S’estimant diffamé, Mame Mbaye Niang avait saisi le procureur, affirmant qu’aucun rapport ne l’avait incriminé durant la période où il assurait la tutelle technique du programme entre juillet 2014 et septembre 2017. Il précisait également ne pas être en charge des aspects financiers du PRODAC.
Entendu dans le cadre de la procédure, Ousmane Sonko avait reconnu ses déclarations tout en évoquant un lapsus, indiquant qu’il s’agissait d’un rapport de l’Inspection générale des Finances et non de l’Inspection générale d’État. Il avait proposé de produire un lien vers le document ainsi que des éléments audiovisuels.
D’après les conseils du plaignant, le document évoqué n’était pas un rapport définitif mais un pré-rapport issu d’une mission de vérification restée inachevée après le décès du chef de mission avant la finalisation des travaux.
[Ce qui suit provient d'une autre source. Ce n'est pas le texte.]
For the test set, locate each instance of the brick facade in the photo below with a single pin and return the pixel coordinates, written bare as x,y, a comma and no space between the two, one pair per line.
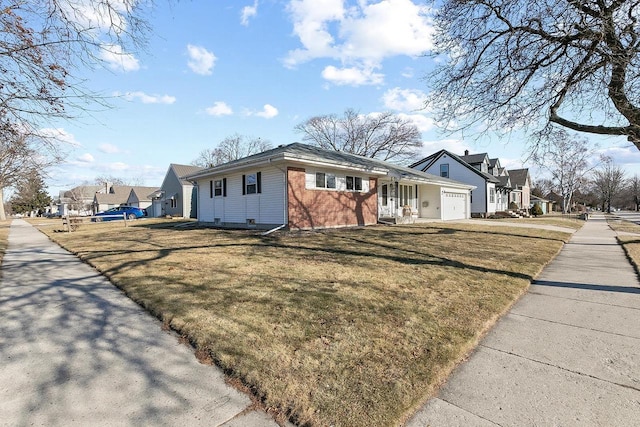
309,208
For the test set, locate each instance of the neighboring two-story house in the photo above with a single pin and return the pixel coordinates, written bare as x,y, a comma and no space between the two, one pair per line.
494,183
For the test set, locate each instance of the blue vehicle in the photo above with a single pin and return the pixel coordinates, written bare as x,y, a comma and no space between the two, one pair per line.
130,212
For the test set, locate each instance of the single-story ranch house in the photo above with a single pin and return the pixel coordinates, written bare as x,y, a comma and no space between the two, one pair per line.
303,187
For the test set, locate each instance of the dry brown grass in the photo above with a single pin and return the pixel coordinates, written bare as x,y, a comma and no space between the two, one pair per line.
568,221
629,239
350,327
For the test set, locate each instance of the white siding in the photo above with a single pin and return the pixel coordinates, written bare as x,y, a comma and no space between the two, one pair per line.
455,204
461,173
267,207
430,201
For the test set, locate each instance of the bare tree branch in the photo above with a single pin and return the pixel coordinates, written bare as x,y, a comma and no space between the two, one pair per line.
521,64
384,136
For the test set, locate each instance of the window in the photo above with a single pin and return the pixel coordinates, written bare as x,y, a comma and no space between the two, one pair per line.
385,195
354,183
325,180
251,183
444,170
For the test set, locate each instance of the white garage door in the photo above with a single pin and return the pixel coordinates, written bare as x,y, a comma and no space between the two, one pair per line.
454,205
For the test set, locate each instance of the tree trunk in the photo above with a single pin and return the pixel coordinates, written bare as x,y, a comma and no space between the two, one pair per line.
3,216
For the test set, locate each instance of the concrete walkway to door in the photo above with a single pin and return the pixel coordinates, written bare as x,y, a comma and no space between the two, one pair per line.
75,351
567,354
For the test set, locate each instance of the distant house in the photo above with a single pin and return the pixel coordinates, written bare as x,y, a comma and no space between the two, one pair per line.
140,197
176,197
545,205
490,192
77,201
521,193
118,195
115,195
303,187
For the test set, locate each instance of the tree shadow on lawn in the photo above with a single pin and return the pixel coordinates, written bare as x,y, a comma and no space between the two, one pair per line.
75,348
407,256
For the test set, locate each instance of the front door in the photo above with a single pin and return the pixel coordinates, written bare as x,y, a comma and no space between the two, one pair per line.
387,202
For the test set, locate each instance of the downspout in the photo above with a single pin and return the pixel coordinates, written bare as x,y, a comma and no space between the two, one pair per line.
285,198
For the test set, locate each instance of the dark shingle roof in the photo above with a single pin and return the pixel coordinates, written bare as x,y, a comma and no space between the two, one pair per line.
302,152
184,170
435,156
142,193
474,159
518,177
Ils rappellent que la procédure en diffamation s’est conclue par une condamnation devenue définitive à la suite des décisions rendues par la Cour d’appel le 8 mai 2023 puis par la Cour suprême le 4 janvier 2024, le rabat d’arrêt ayant été rejeté le 1er juillet 2025.
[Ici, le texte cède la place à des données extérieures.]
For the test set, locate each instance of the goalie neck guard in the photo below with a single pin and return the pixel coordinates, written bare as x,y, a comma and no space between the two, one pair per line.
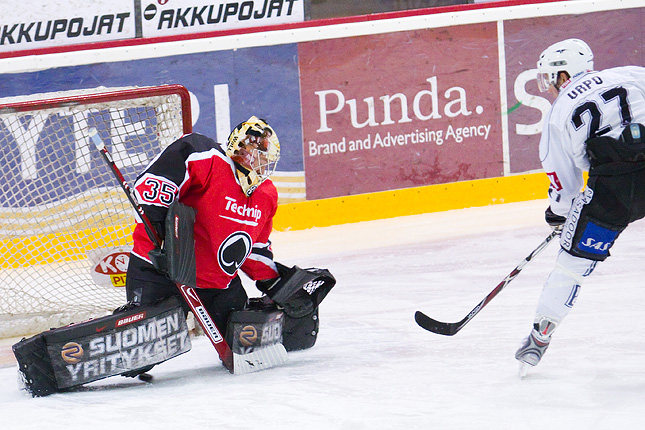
255,149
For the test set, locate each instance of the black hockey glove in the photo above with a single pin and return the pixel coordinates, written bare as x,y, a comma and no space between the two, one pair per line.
555,221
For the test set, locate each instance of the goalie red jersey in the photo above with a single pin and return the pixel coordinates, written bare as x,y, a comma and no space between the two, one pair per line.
232,228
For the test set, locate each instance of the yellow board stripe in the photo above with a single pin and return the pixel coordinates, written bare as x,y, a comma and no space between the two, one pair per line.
28,251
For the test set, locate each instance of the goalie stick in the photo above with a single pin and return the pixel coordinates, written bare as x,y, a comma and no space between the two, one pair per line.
264,358
450,329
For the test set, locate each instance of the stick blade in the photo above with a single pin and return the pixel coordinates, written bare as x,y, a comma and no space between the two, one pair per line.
438,327
265,358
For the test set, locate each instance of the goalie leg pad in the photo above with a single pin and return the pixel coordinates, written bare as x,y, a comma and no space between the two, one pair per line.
255,327
300,333
61,358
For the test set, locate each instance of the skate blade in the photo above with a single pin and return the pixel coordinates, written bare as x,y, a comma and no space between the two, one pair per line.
523,370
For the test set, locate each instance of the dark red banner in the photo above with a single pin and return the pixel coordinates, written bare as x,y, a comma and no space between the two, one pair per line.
400,110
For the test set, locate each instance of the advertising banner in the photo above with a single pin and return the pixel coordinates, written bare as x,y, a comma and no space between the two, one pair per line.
227,87
41,24
400,110
612,47
171,17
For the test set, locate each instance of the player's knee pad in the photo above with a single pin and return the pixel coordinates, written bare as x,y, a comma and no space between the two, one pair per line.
136,338
562,287
300,291
584,235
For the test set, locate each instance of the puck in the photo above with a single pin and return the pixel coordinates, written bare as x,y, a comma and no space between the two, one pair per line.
146,377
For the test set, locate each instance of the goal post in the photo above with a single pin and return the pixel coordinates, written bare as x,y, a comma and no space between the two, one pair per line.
65,224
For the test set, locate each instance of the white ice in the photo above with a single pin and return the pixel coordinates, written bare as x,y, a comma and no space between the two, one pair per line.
374,368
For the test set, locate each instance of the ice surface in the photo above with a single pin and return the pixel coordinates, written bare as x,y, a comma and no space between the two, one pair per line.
374,368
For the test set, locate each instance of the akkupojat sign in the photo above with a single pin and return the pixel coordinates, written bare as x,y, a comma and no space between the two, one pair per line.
169,17
39,24
400,110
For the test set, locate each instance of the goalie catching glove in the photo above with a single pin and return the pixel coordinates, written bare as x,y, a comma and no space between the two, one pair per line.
298,291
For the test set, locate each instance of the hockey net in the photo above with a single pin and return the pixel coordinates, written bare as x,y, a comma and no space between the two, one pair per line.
65,224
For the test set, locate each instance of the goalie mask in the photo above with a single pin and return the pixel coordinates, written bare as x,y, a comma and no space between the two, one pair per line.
572,56
255,149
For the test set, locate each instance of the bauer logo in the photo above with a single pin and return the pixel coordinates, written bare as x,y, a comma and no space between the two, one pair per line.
72,352
130,319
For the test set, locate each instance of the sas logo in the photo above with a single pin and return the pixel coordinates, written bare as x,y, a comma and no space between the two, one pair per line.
72,352
248,335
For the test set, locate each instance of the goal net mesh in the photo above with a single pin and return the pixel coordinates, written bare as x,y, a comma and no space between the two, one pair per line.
65,223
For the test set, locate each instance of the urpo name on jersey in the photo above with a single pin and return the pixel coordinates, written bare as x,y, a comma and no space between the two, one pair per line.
583,86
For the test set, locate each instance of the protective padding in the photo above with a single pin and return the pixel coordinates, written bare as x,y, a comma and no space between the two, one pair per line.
61,358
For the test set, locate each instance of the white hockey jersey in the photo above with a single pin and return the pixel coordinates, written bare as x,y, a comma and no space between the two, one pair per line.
590,104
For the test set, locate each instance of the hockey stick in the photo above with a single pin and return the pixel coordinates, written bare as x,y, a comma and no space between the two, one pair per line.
450,329
261,359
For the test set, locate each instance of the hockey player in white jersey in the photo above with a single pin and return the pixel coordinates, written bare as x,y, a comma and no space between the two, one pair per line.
594,125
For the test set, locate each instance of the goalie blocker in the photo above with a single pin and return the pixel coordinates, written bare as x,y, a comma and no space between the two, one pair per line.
62,358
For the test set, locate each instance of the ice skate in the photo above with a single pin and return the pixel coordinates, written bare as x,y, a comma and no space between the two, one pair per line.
531,351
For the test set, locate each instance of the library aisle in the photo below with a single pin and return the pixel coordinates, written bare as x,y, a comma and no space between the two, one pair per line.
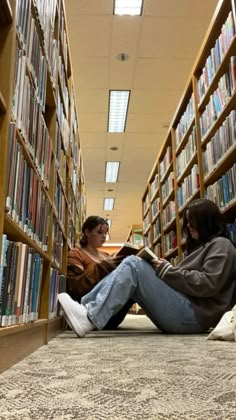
131,374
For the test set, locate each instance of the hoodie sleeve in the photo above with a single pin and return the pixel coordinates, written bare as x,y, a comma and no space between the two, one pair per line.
209,274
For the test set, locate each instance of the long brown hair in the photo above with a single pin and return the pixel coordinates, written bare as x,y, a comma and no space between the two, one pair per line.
204,216
90,223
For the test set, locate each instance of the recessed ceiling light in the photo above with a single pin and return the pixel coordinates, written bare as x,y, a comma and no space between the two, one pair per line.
128,7
118,107
122,57
112,171
108,203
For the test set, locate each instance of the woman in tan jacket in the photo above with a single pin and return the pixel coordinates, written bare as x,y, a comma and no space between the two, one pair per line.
87,265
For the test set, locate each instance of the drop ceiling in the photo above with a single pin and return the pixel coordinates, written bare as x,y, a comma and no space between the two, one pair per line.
162,46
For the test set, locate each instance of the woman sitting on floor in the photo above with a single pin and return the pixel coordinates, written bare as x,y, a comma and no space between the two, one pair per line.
189,298
87,265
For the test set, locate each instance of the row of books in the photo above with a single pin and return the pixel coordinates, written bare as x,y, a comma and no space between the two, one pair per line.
189,186
220,144
155,207
57,243
168,186
166,161
57,285
185,121
231,228
26,200
168,213
216,56
60,202
28,115
63,122
154,186
170,241
31,49
218,100
21,270
47,14
186,155
63,84
223,191
64,42
156,227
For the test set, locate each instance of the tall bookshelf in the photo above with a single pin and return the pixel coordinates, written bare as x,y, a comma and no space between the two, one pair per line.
198,156
42,198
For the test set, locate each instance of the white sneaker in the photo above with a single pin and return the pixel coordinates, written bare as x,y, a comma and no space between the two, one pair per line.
75,315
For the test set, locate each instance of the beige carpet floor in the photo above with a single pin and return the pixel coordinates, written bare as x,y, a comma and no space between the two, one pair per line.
135,373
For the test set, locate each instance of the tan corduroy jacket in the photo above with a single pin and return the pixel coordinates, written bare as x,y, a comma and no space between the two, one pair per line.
83,273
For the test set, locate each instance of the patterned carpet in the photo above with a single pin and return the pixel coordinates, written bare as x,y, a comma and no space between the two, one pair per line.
135,373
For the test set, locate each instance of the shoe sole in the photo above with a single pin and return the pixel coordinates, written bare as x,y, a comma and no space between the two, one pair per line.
69,315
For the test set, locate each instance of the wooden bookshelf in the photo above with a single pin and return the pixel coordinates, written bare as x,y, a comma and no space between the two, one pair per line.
199,149
42,197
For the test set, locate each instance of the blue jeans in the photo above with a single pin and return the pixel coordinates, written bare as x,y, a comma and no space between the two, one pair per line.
169,310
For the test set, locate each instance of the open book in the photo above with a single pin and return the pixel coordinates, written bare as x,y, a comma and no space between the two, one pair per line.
127,249
146,254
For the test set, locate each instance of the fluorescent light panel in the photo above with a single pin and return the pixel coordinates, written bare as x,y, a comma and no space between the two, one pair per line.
108,204
118,107
109,223
112,170
128,7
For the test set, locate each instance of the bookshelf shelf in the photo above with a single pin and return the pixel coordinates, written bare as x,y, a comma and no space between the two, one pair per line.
223,165
16,329
187,169
5,12
201,136
40,213
220,71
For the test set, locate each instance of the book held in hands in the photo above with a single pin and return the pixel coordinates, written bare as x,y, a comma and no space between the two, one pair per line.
129,249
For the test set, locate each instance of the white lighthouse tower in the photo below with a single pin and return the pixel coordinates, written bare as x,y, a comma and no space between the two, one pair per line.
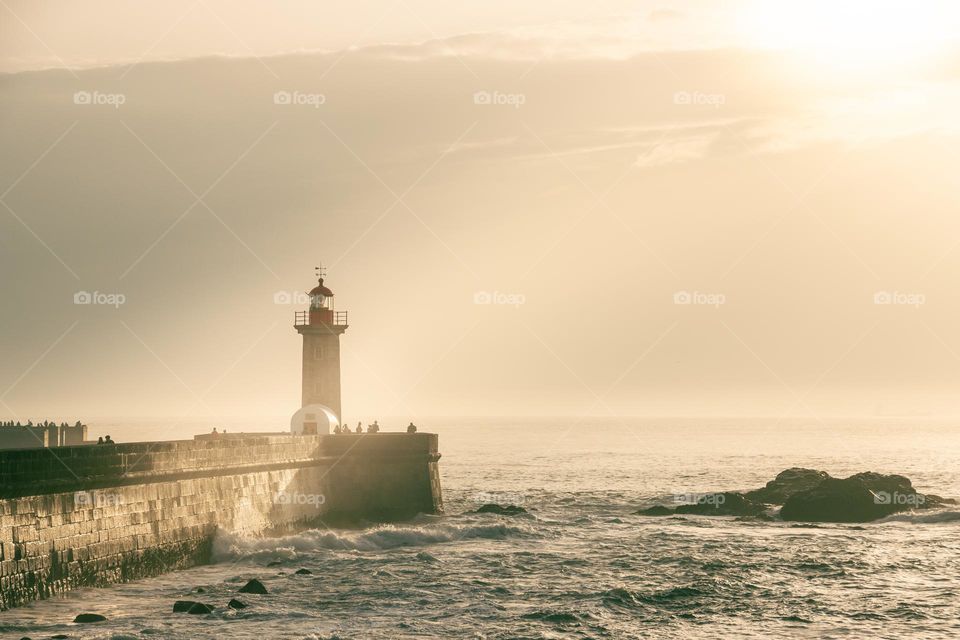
321,326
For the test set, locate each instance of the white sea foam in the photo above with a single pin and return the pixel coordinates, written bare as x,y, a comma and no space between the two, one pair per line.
228,546
924,518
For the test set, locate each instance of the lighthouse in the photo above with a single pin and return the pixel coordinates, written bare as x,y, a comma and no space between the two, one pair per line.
321,326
Le collectif soutient qu’en sa qualité de Premier ministre, Ousmane Sonko aurait sollicité la validation de ce document non finalisé par le ministre des Finances afin de l’utiliser comme pièce nouvelle dans le cadre d’une procédure de révision introduite auprès du ministère de la Justice.
Selon les avocats, la validation tardive d’un pré-rapport non finalisé constituerait un faux intellectuel en raison de son absence de caractère définitif et de sa prétendue inexactitude. Ils estiment que ce document aurait été versé dans une procédure judiciaire dans l’intention d’induire la juridiction en erreur.
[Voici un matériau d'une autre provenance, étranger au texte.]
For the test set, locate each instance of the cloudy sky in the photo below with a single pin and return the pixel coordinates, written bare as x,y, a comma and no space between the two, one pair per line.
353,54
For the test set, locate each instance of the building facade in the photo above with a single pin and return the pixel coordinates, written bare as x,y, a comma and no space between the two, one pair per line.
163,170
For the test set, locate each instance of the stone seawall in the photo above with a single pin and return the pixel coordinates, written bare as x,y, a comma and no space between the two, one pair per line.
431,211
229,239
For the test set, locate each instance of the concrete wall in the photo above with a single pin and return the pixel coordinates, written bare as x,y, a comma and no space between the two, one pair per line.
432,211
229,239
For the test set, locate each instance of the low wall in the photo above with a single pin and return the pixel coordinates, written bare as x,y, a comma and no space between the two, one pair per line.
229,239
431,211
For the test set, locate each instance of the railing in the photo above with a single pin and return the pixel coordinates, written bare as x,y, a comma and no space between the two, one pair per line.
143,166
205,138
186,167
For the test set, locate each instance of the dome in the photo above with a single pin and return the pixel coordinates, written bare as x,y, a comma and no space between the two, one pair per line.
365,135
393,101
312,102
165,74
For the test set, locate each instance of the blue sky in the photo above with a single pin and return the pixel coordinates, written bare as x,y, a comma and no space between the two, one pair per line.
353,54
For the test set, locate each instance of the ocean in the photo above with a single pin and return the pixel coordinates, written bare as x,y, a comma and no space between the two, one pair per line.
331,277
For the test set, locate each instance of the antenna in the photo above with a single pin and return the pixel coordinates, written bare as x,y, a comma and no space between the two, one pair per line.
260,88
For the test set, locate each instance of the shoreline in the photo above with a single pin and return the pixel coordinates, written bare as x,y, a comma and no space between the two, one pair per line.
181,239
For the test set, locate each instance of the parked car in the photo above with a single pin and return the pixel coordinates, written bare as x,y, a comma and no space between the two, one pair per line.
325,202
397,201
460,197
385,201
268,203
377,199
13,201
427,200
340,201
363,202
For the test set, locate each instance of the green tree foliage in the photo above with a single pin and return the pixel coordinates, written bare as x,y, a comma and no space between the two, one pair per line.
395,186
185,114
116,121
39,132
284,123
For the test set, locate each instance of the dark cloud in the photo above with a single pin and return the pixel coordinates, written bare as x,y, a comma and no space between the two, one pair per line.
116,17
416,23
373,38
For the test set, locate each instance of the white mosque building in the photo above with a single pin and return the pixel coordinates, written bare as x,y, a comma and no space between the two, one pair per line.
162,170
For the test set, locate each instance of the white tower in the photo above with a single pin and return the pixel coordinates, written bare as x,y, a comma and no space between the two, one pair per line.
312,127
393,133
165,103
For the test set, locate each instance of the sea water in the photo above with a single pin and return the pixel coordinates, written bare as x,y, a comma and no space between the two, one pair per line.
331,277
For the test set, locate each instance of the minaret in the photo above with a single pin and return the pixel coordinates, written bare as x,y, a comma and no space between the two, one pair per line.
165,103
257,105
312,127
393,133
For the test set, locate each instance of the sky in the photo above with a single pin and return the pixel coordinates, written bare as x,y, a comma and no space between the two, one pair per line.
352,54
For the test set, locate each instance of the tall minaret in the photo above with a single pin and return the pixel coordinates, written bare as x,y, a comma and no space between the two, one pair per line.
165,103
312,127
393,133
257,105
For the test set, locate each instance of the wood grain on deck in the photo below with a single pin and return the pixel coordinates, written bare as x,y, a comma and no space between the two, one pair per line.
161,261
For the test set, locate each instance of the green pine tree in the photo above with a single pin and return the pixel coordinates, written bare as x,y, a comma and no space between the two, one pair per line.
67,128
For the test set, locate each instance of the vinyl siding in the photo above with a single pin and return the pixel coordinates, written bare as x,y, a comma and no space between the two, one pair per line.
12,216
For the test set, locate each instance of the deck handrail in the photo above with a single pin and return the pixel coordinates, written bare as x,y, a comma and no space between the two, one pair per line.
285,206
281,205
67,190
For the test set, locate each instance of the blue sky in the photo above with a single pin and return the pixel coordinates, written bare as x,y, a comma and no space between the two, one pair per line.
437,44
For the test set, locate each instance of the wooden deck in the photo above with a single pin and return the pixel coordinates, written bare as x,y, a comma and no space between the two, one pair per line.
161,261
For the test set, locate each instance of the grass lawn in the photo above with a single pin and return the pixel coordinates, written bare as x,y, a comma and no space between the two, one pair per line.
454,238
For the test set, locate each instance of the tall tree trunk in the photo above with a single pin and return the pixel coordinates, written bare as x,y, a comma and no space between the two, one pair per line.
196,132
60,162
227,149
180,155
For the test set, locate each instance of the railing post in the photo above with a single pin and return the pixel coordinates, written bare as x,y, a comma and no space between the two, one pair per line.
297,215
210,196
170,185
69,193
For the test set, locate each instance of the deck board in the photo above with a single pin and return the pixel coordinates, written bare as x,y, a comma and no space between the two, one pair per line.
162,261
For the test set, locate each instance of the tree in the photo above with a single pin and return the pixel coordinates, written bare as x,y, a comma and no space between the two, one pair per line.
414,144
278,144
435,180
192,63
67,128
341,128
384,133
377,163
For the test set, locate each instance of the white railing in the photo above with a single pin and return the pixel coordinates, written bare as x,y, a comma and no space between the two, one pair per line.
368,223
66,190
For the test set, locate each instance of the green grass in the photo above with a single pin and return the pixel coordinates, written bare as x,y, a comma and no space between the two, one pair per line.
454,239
Le collectif considère que ces faits sont susceptibles de recevoir les qualifications de faux et usage de faux, d’association de malfaiteurs et de tentative d’escroquerie à jugement, telles que prévues et réprimées par le Code pénal. Les avocats concluent que la production de ce document, qu’ils jugent irrégulier dans le cadre d’une demande de révision, traduirait selon eux une volonté concertée d’obtenir une décision de justice favorable par des moyens frauduleux.